Cármen Lúcia diz que só imprensa livre garante direitos constitucionais

Sérgio Roxo

21/10/2016

 

 

Em fórum da Aner, ministra afirma que decisões que podam liberdade não têm respaldo legal

 

A presidente do Supremo Tribunal Federal (STF), Cármen Lúcia, afirmou ontem, durante palestra na abertura do X Fórum da Associação Nacional de Editores de Revistas (Aner), que é impossível garantir o cumprimento da Constituição sem liberdade plena de imprensa. Bem humorada, falando inclusive sobre o que lê a seu respeito na internet, a ministra defendeu o direito de todos à livre expressão.

— Precisamos garantir a integridade, a eficácia, a efetividade, não apenas jurídica, mas a efetividade social, da nossa Constituição para que tenhamos nela a garantia de todos os direitos. E isso é possível com uma imprensa integralmente livre, com todos podendo se expressar, ainda que seja contra mim. E olha que leio coisas sobre essa ministra Cármen Lúcia que até eu fico contra — brincou a presidente do STF, ao lado do presidente da instituição e diretor-geral de mídia impressa do Grupo Globo, Frederic Kachar.

Na chegada ao evento, realizado na Escola Superior de Propaganda e Marketing (ESPM), em Vila Mariana, Cármen Lúcia, ao ser indagada sobre decisões de instância inferiores do Poder Judiciário contra jornalistas, respondeu:

— Vou dar prosseguimento ao que o Supremo já decidiu reiteradamente: de fato ‘cala a boca já morreu.’ Não há democracia sem imprensa livre.

Durante a palestra, a ministra do STF disse que as decisões judicias que podam a liberdade da imprensa não encontram respaldo na Constituição.

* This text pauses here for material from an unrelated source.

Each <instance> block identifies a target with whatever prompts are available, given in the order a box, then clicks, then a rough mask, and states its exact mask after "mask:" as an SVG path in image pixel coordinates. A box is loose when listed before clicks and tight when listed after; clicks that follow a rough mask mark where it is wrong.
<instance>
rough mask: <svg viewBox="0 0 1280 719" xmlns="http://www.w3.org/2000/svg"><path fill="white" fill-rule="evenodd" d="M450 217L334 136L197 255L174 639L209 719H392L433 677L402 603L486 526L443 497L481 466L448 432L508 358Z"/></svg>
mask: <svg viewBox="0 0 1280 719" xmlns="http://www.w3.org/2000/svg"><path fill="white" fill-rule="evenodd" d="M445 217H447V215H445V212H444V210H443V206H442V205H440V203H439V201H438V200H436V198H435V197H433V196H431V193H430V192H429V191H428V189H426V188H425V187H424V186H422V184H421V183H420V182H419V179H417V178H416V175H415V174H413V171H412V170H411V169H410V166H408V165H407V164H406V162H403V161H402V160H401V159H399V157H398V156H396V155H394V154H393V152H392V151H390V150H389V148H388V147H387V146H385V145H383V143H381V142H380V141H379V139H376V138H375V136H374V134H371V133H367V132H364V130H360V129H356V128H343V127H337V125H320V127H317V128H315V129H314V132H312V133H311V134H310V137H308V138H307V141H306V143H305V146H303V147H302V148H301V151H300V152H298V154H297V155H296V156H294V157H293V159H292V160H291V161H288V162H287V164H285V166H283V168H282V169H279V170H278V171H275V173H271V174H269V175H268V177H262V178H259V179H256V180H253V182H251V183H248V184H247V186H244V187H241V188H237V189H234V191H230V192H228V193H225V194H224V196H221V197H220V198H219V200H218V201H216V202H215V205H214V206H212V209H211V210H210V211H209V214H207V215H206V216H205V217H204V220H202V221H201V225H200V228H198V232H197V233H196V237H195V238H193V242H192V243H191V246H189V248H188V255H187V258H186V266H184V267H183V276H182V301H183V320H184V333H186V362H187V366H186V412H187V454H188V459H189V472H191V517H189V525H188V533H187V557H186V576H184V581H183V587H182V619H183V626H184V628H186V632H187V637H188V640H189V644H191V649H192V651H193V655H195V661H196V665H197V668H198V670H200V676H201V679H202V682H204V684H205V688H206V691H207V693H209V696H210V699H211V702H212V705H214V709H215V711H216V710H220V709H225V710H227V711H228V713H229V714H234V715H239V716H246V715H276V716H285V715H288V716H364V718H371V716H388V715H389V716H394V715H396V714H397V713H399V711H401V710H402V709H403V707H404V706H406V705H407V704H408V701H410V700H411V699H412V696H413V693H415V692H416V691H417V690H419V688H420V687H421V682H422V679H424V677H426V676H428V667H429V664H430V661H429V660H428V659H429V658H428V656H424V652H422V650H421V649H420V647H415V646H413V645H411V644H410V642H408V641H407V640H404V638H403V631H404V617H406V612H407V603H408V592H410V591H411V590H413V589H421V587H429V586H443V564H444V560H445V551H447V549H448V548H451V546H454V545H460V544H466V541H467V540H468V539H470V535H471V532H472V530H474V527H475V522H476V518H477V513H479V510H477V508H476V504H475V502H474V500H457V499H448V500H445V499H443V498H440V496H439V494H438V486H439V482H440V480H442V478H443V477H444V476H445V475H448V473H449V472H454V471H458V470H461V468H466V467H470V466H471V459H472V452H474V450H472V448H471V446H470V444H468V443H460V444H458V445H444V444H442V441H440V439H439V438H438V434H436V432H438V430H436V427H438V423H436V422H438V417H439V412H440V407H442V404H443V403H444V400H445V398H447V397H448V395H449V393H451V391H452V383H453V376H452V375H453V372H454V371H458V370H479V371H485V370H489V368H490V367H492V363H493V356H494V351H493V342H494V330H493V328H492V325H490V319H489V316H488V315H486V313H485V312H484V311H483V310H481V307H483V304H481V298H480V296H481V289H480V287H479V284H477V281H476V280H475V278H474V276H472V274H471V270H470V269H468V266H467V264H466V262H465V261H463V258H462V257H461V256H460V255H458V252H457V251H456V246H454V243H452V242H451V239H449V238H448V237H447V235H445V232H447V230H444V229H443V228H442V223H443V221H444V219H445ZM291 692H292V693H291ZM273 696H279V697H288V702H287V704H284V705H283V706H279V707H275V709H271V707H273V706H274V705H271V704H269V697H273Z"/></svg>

— Nós temos até uma censura judicial. Esse é um problema de estado facilmente solúvel porque o estado está devidamente estruturado constitucionalmente exatamente para garantir a liberdade.

Ela destacou ainda que as novas tecnologias têm provocado uma mudança completa na forma de atuação dos meios de comunicação e também do Judiciário. Para a ministra, os juízes vão precisar ser mais rápidos no julgamento de suas ações porque as novas tecnologias exigem respostas mais imediatas.

— Por causa da mudança na tecnologia, o juiz terá que mudar a sua dinâmica de trabalho.

Ela afirmou ainda que as ações para a retirada de conteúdo das redes sociais partem de cidadãos: — Quem muitas vezes impede a liberdade da informação é o outro, no particular. Não é o estado, como era antes, como é nas ditaduras — afirmou a presidente do STF., completando: — Hoje, você tem censuras estabelecidas por algo que é extremamente contrário às liberdades em geral, que é o politicamente correto.

 

NOVA FORMA DE COMUNICAÇÃO

De acordo com Cármen Lúcia, a própria democracia está mudando por causa da nova forma de a sociedade se comunicar.

— A democracia muda a partir dessa mudança de tecnologia pela qual se passa a informação, alastrada permanentemente e que não para um segundo.

O desafio, para os magistrados, na visão da ministra, é interpretar, no mundo totalmente virtual, a Constituição de 1988, redigida no período analógico.

— Temos que dar vida a essa Constituição de 88 porque mudou completamente o que é o sentido da informação e dinâmica. O que precisamos garantir é que a liberdade de informação, seja qual for o espaço, seja qual for o tempo e seja qual for a tecnologia, seja assegurada.

 

DECISÕES CONTRA A IMPRENSA

Kachar elogiou a fala da presidente do STF, mas lamentou decisões das instâncias inferiores do Judiciário contra o trabalho da imprensa.

— Acontece que no Brasil o Judiciário não é só o Supremo. O Supremo é a última instância, a gente tem a primeira e a segunda instâncias, e com muitos casos de cerceamento de liberdade de expressão — afirmou Kachar, que citou como exemplo as ações de magistrados do Paraná contra o jornal “Gazeta do Povo” devido à publicação de reportagem sobre remuneração no Poder Judiciário do estado, e a quebra do sigilo telefônico do colunista Murilo Ramos, da revista “Época”.

Para o presidente da Aner, é importante discutir os caminhos do setor diante das novas tecnologias. O fórum tem como tema “reinvenção e relevância”.

— Com as novas tecnologias, a gente participa das conversas da nossa audiência. Nosso papel é ser o grande mediador das conversas. Não cumprir apenas o papel de mandar conteúdo. Trazer informação, ser um mediador, formar, esclarecer ganham muito importância no nosso papel. Não só em notícias, mas também em assuntos mais segmentados como saúde, moda, ciência e beleza. A beleza do mundo de revista está em abraçar todos os assuntos que são importantes para a sociedade.

 

 

O globo, n. 30391, 21/10/2016. País, p. 11.